A security champion program can help these companies focus on the people and build bridges between security and development. When the people work together and are knowledgeable, other considerations such as the technology stack and executive support will often take care of themselves.

2. Go beyond simple tests

Organizations that are starting out often just have simple test suites—read linters—that conduct static checks during development or at code check-in. With most mature application security programs, the teams work with developers to push more testing into the process, yet with the realization that too much testing can slow down development.

The more complex tools used by mature organizations, however, can overwhelm less mature developers and security teams. Rather than lure developers to code more securely, more complex tools often deter security.

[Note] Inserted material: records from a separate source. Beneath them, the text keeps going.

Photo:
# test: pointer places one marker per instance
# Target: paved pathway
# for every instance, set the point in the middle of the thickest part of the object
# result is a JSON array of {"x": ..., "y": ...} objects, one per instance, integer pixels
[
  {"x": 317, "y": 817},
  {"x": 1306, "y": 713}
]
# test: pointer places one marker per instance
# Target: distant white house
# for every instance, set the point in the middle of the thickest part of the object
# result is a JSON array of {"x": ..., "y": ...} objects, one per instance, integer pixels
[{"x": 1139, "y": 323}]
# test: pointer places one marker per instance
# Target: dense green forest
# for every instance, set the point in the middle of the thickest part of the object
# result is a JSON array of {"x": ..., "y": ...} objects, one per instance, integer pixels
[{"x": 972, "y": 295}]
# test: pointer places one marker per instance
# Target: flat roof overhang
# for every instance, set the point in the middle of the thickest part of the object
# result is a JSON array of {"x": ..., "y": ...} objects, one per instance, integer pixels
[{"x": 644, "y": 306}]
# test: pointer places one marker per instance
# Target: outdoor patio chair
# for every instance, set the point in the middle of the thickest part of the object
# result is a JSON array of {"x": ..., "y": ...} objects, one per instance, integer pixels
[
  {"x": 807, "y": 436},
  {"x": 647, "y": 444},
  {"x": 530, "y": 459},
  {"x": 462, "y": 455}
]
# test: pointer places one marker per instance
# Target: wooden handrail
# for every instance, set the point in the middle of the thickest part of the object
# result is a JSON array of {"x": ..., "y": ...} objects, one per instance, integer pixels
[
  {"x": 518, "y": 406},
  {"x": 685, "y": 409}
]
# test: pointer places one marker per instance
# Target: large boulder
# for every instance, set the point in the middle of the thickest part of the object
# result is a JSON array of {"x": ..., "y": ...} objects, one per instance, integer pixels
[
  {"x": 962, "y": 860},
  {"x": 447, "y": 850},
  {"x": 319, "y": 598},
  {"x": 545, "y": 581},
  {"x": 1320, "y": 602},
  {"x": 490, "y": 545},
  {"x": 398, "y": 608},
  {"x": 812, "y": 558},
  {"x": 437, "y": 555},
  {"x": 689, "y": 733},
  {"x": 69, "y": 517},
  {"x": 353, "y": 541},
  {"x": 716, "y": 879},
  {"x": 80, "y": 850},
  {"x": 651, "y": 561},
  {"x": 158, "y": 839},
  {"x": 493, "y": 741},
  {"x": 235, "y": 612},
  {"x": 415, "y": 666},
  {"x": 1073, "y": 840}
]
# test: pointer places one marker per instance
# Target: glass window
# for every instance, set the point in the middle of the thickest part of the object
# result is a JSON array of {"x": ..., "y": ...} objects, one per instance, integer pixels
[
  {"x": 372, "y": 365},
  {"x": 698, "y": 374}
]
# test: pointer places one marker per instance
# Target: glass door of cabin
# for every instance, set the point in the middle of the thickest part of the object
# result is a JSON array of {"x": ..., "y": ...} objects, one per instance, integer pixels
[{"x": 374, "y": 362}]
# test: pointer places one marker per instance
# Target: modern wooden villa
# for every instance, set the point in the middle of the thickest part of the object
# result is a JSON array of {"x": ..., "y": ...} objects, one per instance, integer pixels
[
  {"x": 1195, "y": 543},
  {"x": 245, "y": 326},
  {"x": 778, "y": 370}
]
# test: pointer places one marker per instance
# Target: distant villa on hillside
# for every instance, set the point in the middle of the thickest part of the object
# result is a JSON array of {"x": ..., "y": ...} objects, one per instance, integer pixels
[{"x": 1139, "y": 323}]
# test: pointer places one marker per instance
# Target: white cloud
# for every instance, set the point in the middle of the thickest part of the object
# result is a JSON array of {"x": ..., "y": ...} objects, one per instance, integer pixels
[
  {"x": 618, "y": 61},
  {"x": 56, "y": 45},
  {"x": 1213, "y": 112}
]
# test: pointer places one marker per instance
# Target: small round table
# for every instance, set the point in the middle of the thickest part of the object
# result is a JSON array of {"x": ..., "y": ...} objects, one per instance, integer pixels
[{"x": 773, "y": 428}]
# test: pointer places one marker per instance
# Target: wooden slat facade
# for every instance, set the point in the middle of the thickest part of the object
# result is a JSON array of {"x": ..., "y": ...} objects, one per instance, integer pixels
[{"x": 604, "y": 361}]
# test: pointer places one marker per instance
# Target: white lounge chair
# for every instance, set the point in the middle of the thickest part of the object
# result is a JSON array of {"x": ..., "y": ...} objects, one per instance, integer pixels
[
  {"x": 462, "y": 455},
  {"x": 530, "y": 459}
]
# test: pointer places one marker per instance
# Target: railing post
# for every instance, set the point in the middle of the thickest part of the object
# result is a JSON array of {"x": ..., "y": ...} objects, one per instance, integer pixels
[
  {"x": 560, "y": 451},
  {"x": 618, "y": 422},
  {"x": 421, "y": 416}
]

For that reason, once a company has integrated simple quality and security tests, the development teams should try to tackle specific classes of vulnerabilities, such as SQL injection and cross-site scripting. The most common vulnerability classes, such as the OWASP Top 10, can be detected by many tools out there, many of which are open source.

In the end, the way to move forward is to not bite off more than you can chew. Your team should not try to solve every vulnerability, but pick one or two classes and start there.

3. Push automation everywhere

Companies believe that they have enough automation, with about two-thirds of respondents to the World Quality Report answering that they had the required automation tools and enough time to build automation tests. However, an average of only 15% of tests were automated, and only 3% of companies automated more than 20% of tests, according to respondents.

Well-implemented automation leads to more secure and resilient code, since testing takes less time, can cover more software, and can lead to better detection of defects. Despite recognizing this, companies continue to underfund testing, according to the survey.

Given the importance in automated testing to prevent avoidable defects from creeping into code, automation—more than any other factor—will help your development and security teams become more mature and produce more resilient code.

Resilient code takes a village

Just like your first car should not be a Lamborghini, trying to move too quickly to high-performance and complex testing environments will result in problems. With these best practices you can scale up your development with a more resilient, longer-term approach.